Para a autora Ruth Klüger, essência dos assassinatos em massa de judeus segue sem explicação

"Sentido do Holocausto não foi dito"

Michael Keena/Associated Press
"Os Calçados das Vítimas", de Michael Keena, que retrata massacre em campo de concentração no nazismo


DA REPORTAGEM LOCAL

Leia a seguir a continuação da entrevista de Ruth Klüger (JFu).
 

Folha - No livro, você diz que os alemães são mestres em superação. O povo judeu tem sido mais incapaz de superar o trauma?
Klüger -
Os judeus são os mestres da recordação. Um judeu, inclusive, criou toda uma ciência relacionada a ela: a psicanálise. E toda a religião judaica, história e feriados, se baseiam na memória. É assim que lidam com os traumas.

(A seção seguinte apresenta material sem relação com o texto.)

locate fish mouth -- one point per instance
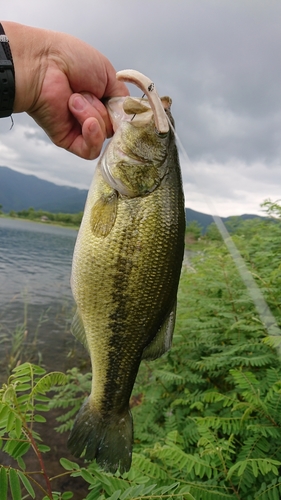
(148, 88)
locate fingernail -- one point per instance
(89, 97)
(78, 103)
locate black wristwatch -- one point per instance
(7, 76)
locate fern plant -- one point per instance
(22, 400)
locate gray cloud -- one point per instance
(220, 62)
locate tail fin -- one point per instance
(108, 440)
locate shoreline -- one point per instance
(37, 221)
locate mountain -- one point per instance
(20, 191)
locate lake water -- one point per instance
(35, 294)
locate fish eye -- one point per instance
(161, 135)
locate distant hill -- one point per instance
(20, 191)
(205, 219)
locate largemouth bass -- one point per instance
(126, 268)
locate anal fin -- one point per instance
(162, 341)
(78, 330)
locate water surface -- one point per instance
(35, 268)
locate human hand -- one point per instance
(60, 82)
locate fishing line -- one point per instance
(264, 312)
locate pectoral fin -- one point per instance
(103, 214)
(163, 340)
(78, 330)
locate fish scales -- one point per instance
(126, 268)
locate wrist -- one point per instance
(26, 46)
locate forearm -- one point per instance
(28, 48)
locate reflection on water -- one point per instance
(35, 261)
(35, 267)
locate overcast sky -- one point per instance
(219, 60)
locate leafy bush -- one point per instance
(208, 414)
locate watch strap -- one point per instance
(7, 76)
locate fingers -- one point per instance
(93, 125)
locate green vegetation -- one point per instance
(207, 415)
(48, 217)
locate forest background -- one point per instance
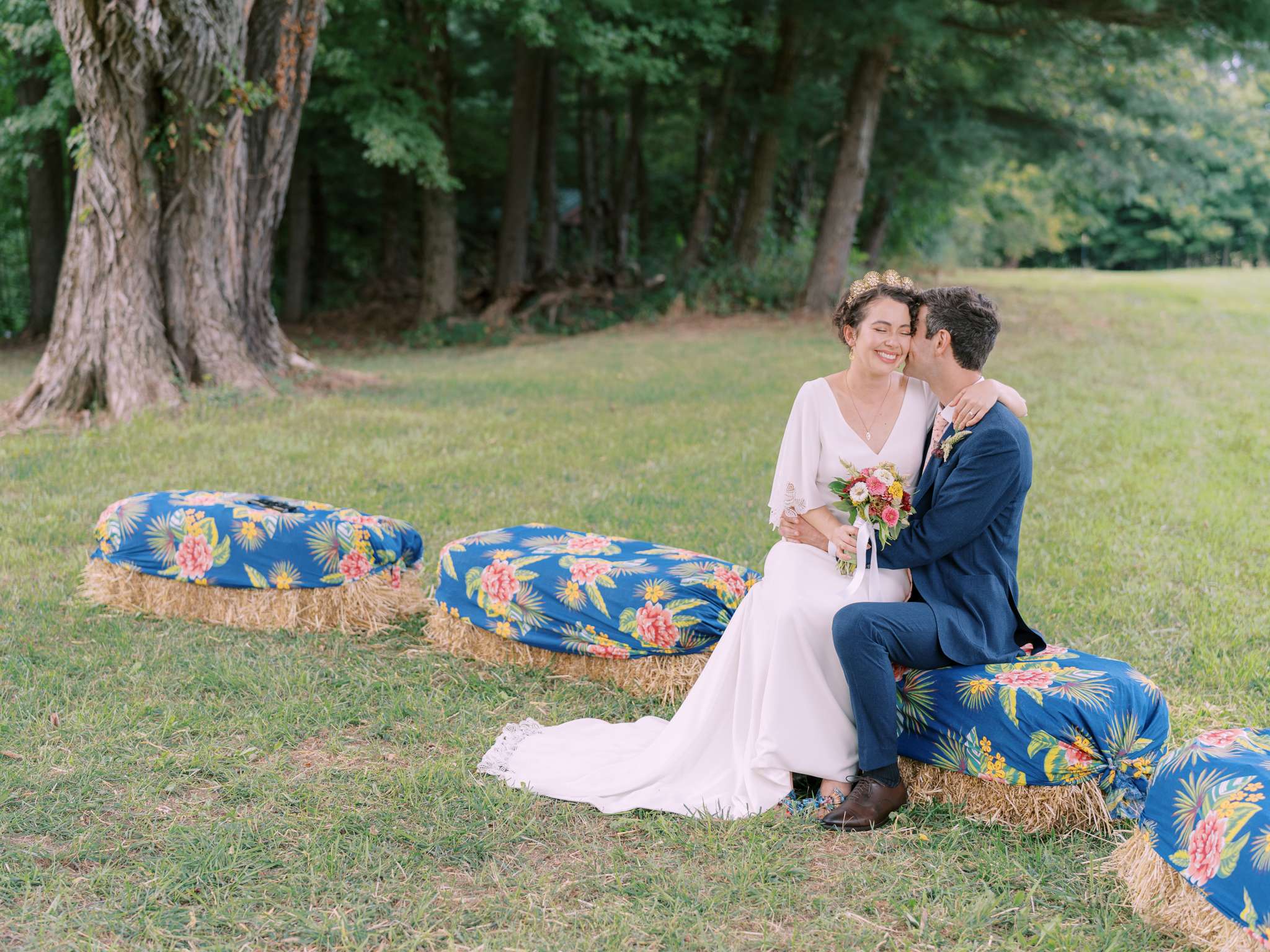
(456, 172)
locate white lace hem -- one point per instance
(497, 758)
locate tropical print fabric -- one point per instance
(1207, 816)
(1057, 716)
(243, 540)
(585, 593)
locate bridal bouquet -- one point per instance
(878, 500)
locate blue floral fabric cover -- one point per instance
(584, 593)
(1207, 818)
(244, 540)
(1057, 716)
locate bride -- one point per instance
(773, 700)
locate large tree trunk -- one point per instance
(46, 207)
(282, 40)
(513, 230)
(107, 343)
(714, 111)
(762, 177)
(628, 182)
(549, 215)
(588, 172)
(299, 239)
(162, 265)
(842, 205)
(440, 258)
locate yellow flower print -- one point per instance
(283, 575)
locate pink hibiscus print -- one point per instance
(587, 570)
(193, 557)
(1204, 847)
(1028, 678)
(730, 580)
(587, 544)
(1223, 738)
(619, 651)
(355, 565)
(498, 582)
(654, 625)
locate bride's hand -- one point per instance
(843, 540)
(973, 403)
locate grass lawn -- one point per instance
(215, 788)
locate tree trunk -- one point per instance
(46, 207)
(299, 239)
(158, 275)
(513, 230)
(107, 345)
(762, 177)
(282, 40)
(588, 163)
(714, 121)
(440, 254)
(549, 214)
(626, 183)
(876, 231)
(842, 205)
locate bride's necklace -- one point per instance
(851, 398)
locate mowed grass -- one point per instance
(216, 788)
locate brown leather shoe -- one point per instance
(870, 804)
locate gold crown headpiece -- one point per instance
(873, 280)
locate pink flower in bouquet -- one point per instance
(619, 651)
(498, 582)
(587, 544)
(355, 565)
(1075, 756)
(730, 580)
(587, 570)
(1028, 678)
(1223, 738)
(654, 625)
(195, 557)
(1204, 847)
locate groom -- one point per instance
(962, 546)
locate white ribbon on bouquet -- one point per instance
(868, 574)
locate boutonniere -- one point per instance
(945, 448)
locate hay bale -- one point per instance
(1160, 895)
(366, 606)
(667, 678)
(1029, 809)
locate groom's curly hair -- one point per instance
(969, 318)
(850, 312)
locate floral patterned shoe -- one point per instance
(809, 808)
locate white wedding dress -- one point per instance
(773, 700)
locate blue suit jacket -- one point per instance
(962, 542)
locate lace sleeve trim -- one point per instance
(497, 758)
(793, 506)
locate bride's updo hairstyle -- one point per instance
(869, 288)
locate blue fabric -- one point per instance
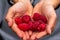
(8, 34)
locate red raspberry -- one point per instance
(43, 18)
(36, 16)
(18, 20)
(42, 27)
(35, 25)
(23, 26)
(26, 18)
(30, 25)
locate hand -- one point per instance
(49, 12)
(19, 9)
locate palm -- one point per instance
(19, 9)
(49, 12)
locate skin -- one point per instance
(19, 9)
(22, 7)
(46, 7)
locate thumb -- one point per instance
(9, 17)
(51, 24)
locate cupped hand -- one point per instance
(47, 10)
(19, 9)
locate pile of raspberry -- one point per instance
(36, 23)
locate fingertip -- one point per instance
(33, 37)
(27, 35)
(49, 31)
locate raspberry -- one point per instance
(26, 18)
(30, 25)
(18, 20)
(23, 26)
(42, 27)
(35, 25)
(43, 18)
(36, 16)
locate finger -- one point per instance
(51, 24)
(30, 32)
(49, 11)
(33, 37)
(24, 37)
(41, 34)
(17, 30)
(37, 8)
(27, 35)
(29, 10)
(9, 17)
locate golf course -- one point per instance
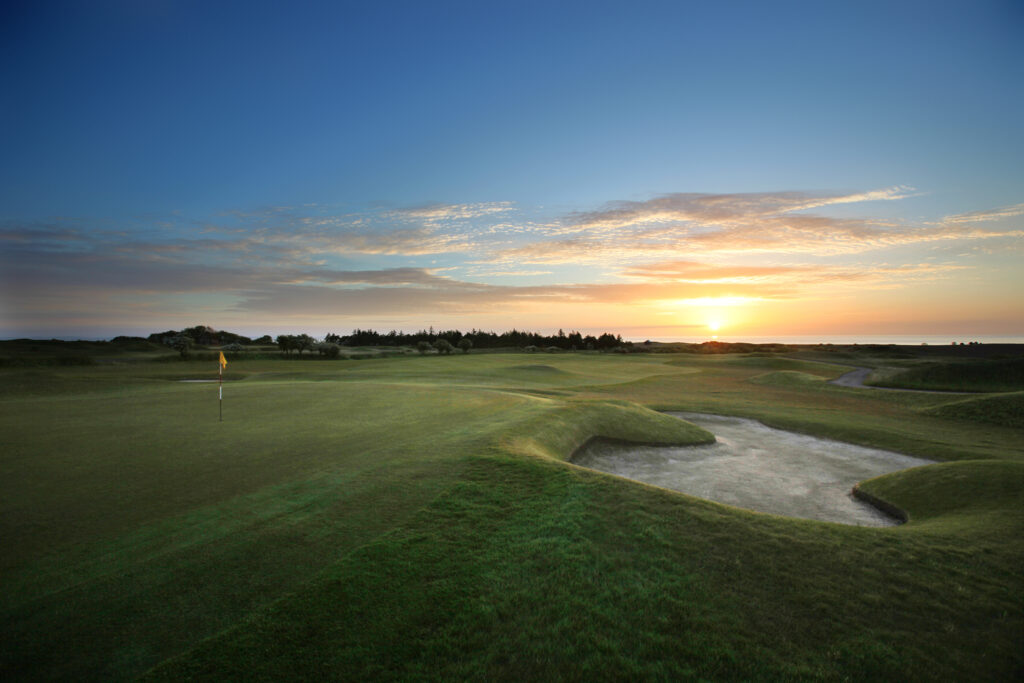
(418, 517)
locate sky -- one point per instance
(662, 170)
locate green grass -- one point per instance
(416, 518)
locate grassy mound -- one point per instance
(996, 375)
(560, 432)
(1005, 410)
(543, 370)
(949, 497)
(788, 378)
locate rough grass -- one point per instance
(988, 375)
(414, 518)
(1004, 410)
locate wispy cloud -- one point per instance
(438, 213)
(315, 261)
(777, 222)
(983, 216)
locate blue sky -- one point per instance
(235, 164)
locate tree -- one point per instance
(304, 343)
(330, 349)
(182, 343)
(286, 343)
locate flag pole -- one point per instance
(221, 361)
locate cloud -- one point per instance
(435, 214)
(982, 216)
(777, 222)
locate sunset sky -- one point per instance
(664, 170)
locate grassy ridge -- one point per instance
(988, 375)
(414, 517)
(1004, 410)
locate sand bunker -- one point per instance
(759, 468)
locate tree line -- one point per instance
(443, 341)
(482, 339)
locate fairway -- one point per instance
(417, 517)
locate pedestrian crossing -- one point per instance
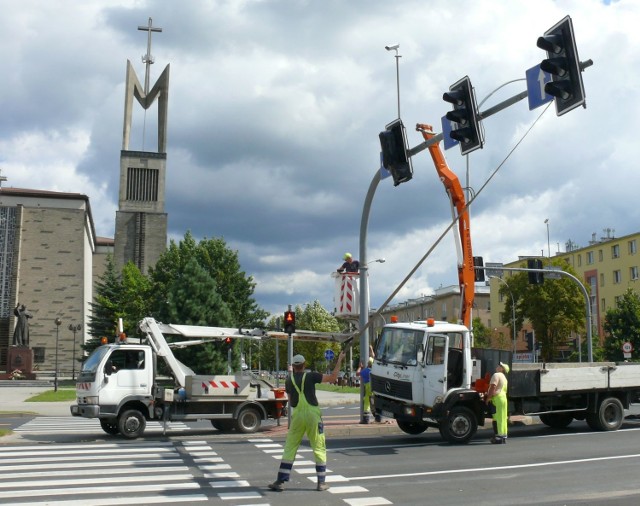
(120, 473)
(353, 495)
(78, 425)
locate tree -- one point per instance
(622, 324)
(222, 264)
(104, 307)
(555, 308)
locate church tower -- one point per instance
(141, 221)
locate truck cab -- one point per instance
(422, 377)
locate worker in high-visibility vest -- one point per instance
(305, 419)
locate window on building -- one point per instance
(38, 354)
(615, 251)
(617, 277)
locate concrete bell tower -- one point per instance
(141, 222)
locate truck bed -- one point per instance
(529, 380)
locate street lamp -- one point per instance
(74, 328)
(513, 309)
(394, 47)
(546, 222)
(58, 322)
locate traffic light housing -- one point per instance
(479, 272)
(465, 113)
(290, 322)
(535, 278)
(394, 146)
(529, 337)
(564, 66)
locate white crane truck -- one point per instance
(426, 374)
(119, 384)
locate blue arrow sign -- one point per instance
(446, 134)
(536, 79)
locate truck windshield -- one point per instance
(399, 346)
(91, 364)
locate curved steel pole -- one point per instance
(364, 284)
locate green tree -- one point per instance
(621, 324)
(193, 299)
(222, 264)
(105, 308)
(555, 308)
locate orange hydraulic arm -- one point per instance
(466, 272)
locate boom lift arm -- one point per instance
(466, 272)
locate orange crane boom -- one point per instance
(466, 271)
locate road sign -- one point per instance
(446, 134)
(536, 79)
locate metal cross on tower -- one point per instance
(148, 58)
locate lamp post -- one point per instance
(513, 309)
(74, 328)
(394, 47)
(58, 322)
(546, 222)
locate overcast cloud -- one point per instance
(274, 112)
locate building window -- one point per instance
(615, 251)
(38, 354)
(617, 277)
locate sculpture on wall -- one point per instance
(21, 332)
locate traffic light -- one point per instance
(290, 322)
(529, 337)
(465, 113)
(479, 262)
(535, 278)
(393, 142)
(564, 66)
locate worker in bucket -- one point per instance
(349, 265)
(305, 419)
(497, 394)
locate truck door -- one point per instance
(130, 372)
(435, 368)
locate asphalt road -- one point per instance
(538, 465)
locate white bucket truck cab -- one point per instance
(119, 384)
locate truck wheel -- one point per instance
(109, 426)
(411, 427)
(460, 426)
(223, 425)
(248, 421)
(131, 423)
(610, 415)
(556, 420)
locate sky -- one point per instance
(275, 107)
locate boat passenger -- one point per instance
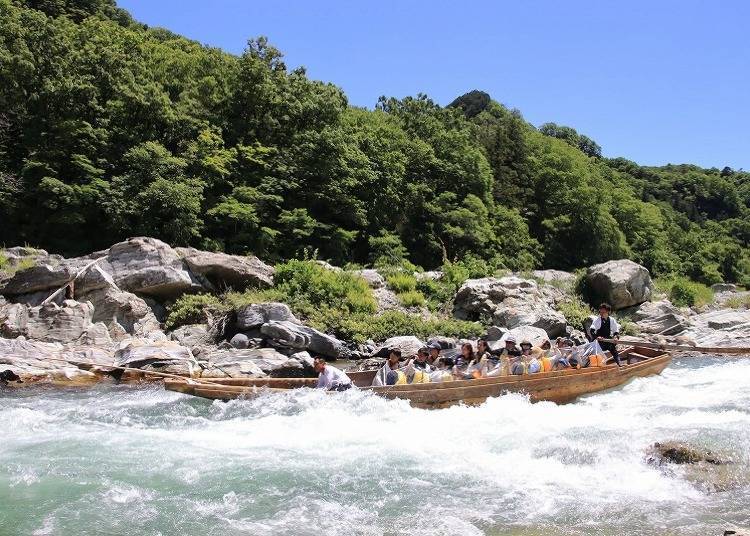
(606, 327)
(390, 373)
(530, 361)
(434, 348)
(465, 358)
(421, 361)
(329, 377)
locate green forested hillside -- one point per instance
(110, 129)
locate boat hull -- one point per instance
(557, 386)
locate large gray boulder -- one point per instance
(66, 323)
(622, 283)
(660, 318)
(148, 266)
(163, 356)
(123, 313)
(257, 314)
(408, 344)
(534, 335)
(510, 302)
(256, 362)
(288, 334)
(554, 276)
(191, 335)
(222, 270)
(35, 361)
(722, 327)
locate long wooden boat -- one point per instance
(556, 386)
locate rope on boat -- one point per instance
(681, 348)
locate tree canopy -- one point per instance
(110, 129)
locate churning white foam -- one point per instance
(305, 462)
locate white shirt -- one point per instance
(597, 323)
(332, 377)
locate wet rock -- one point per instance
(622, 283)
(510, 302)
(292, 335)
(373, 277)
(409, 345)
(257, 314)
(682, 453)
(148, 266)
(223, 271)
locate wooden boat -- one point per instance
(556, 386)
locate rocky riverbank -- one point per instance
(65, 321)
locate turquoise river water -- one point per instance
(125, 460)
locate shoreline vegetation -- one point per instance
(112, 129)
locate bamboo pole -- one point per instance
(682, 348)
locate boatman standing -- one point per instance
(606, 327)
(330, 378)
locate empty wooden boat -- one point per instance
(556, 386)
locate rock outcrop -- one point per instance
(222, 271)
(408, 345)
(622, 283)
(148, 266)
(660, 318)
(162, 356)
(510, 302)
(287, 334)
(255, 362)
(257, 314)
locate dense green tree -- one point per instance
(109, 128)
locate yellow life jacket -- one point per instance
(420, 376)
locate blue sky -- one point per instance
(658, 82)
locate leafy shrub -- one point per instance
(191, 309)
(685, 293)
(412, 298)
(575, 311)
(306, 286)
(438, 293)
(401, 282)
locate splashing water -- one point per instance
(142, 461)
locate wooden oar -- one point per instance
(681, 348)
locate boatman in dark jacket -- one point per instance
(606, 327)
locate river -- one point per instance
(125, 460)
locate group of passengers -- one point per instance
(512, 358)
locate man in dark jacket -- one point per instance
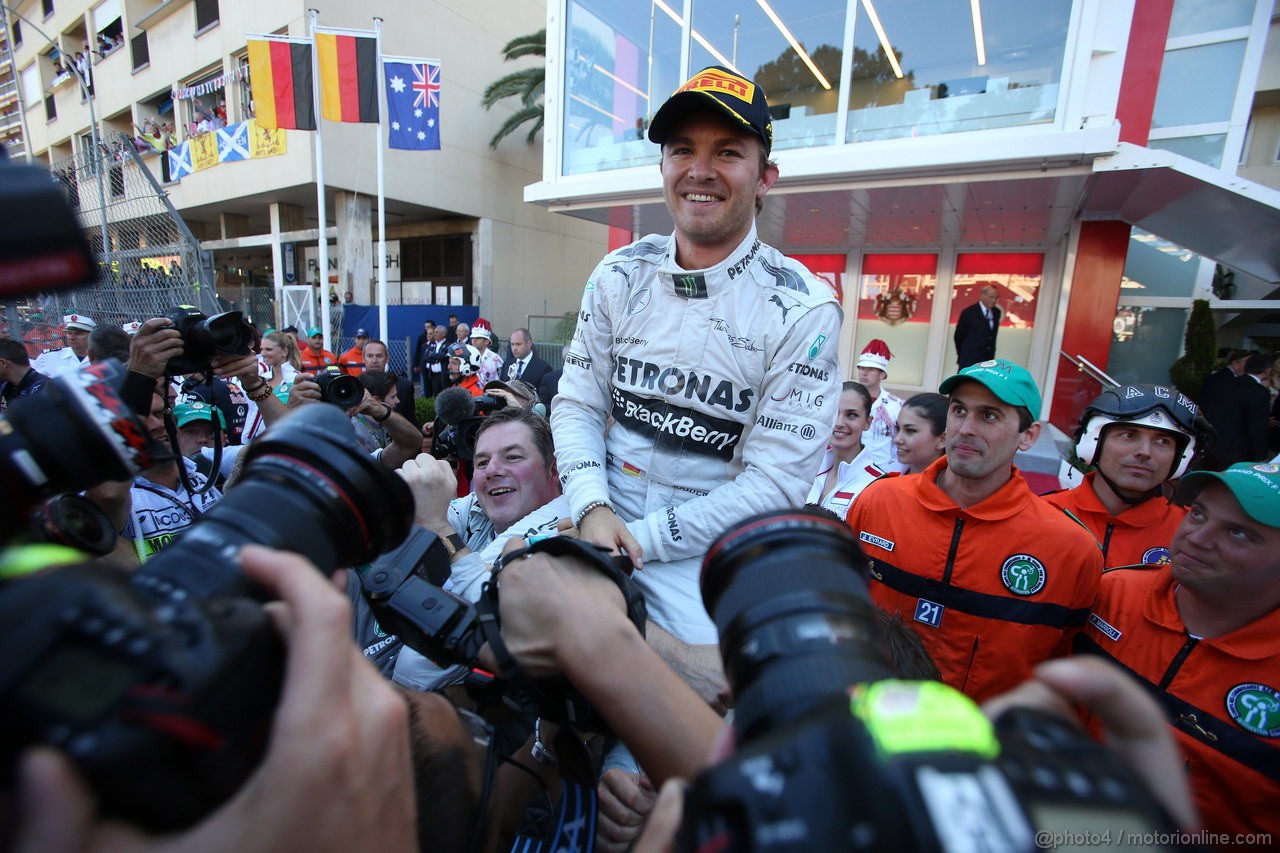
(524, 363)
(977, 328)
(1240, 416)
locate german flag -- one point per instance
(280, 80)
(348, 77)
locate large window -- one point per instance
(1016, 278)
(206, 14)
(621, 62)
(941, 67)
(917, 68)
(791, 48)
(894, 304)
(1144, 341)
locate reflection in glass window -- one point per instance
(1155, 267)
(791, 48)
(621, 62)
(894, 304)
(1193, 17)
(1205, 149)
(1016, 278)
(1197, 85)
(1144, 342)
(941, 67)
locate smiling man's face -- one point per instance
(711, 178)
(511, 478)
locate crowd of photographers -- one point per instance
(552, 619)
(558, 616)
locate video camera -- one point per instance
(71, 437)
(160, 685)
(832, 756)
(338, 388)
(462, 415)
(405, 591)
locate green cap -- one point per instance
(1255, 484)
(1010, 382)
(190, 413)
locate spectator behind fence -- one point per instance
(17, 377)
(376, 359)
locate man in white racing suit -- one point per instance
(702, 381)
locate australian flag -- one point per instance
(414, 104)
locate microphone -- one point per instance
(455, 405)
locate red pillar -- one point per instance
(1095, 292)
(1104, 245)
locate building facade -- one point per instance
(176, 71)
(1078, 154)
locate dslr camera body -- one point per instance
(833, 755)
(204, 338)
(160, 685)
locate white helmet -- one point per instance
(467, 356)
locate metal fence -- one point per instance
(147, 258)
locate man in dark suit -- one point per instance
(977, 328)
(435, 356)
(522, 363)
(1217, 384)
(1243, 418)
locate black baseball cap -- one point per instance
(732, 94)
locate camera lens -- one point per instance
(229, 333)
(73, 436)
(341, 389)
(305, 488)
(787, 592)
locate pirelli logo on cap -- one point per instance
(717, 81)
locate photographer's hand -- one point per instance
(604, 528)
(337, 774)
(151, 349)
(561, 616)
(1132, 723)
(304, 391)
(625, 802)
(433, 484)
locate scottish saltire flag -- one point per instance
(412, 104)
(233, 142)
(179, 162)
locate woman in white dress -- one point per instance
(920, 434)
(846, 466)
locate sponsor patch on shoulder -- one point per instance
(869, 538)
(1106, 628)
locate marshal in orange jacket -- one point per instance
(992, 589)
(1221, 696)
(1139, 536)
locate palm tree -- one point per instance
(528, 83)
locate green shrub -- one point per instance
(424, 410)
(1200, 351)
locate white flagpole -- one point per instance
(382, 199)
(324, 214)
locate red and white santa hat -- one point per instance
(78, 322)
(876, 355)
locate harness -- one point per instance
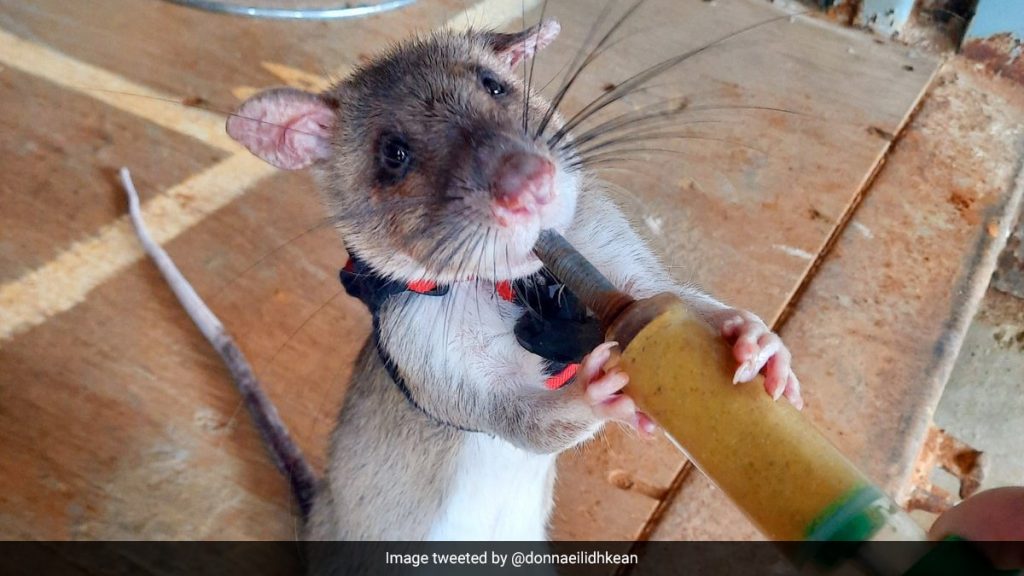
(554, 324)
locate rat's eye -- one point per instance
(492, 84)
(394, 158)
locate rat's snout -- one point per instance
(521, 182)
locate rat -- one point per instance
(436, 164)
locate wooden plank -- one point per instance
(881, 324)
(60, 165)
(119, 423)
(146, 433)
(744, 223)
(205, 57)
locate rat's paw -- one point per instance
(602, 389)
(758, 350)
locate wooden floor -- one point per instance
(862, 229)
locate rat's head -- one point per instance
(427, 156)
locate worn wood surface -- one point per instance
(116, 418)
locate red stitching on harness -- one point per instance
(504, 289)
(561, 378)
(422, 286)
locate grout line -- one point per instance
(114, 90)
(652, 521)
(655, 517)
(794, 300)
(67, 280)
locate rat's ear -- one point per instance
(522, 45)
(285, 126)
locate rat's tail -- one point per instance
(286, 454)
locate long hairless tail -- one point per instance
(286, 454)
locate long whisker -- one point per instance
(560, 95)
(649, 73)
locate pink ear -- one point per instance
(517, 47)
(285, 126)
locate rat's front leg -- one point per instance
(543, 420)
(605, 238)
(756, 347)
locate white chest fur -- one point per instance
(499, 492)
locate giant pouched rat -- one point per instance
(440, 168)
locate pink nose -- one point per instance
(522, 182)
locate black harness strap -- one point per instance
(554, 325)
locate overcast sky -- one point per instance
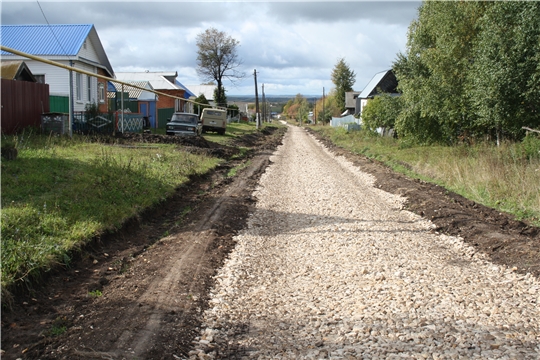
(292, 45)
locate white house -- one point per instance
(383, 82)
(76, 45)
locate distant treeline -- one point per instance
(471, 70)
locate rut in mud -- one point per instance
(155, 274)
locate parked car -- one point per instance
(184, 124)
(214, 120)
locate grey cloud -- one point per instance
(389, 12)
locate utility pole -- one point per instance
(256, 100)
(264, 106)
(324, 114)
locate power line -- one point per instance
(50, 28)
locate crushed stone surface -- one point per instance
(330, 267)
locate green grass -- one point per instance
(505, 177)
(59, 193)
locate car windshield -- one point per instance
(184, 118)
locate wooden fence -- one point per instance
(23, 103)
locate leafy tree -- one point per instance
(505, 77)
(381, 112)
(217, 58)
(432, 74)
(233, 110)
(201, 103)
(220, 96)
(343, 78)
(330, 108)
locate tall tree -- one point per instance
(327, 108)
(432, 74)
(505, 76)
(343, 78)
(217, 58)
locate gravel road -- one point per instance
(332, 267)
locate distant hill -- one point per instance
(271, 98)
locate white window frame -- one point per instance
(40, 78)
(89, 88)
(101, 92)
(78, 86)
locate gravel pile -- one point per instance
(332, 267)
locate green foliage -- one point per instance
(201, 99)
(531, 146)
(61, 192)
(220, 97)
(327, 107)
(343, 78)
(217, 58)
(381, 112)
(471, 71)
(505, 76)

Folha - Existe uma tendência a idealizar as vítimas do Holocausto?
Klüger -
Há sem dúvida uma tendência a idealizá-las, mas não se pode esquecer que elas também são silenciadas. As pessoas as tratam como aos doentes. Admiram suas lutas, mas não querem ter nada a ver com eles. Há uma conexão entre repugnância e admiração. As vítimas do Holocausto são idealizadas, sim, mas só nas últimas décadas. Antes elas eram marginalizadas ou coagidas a não falar sobre suas experiências.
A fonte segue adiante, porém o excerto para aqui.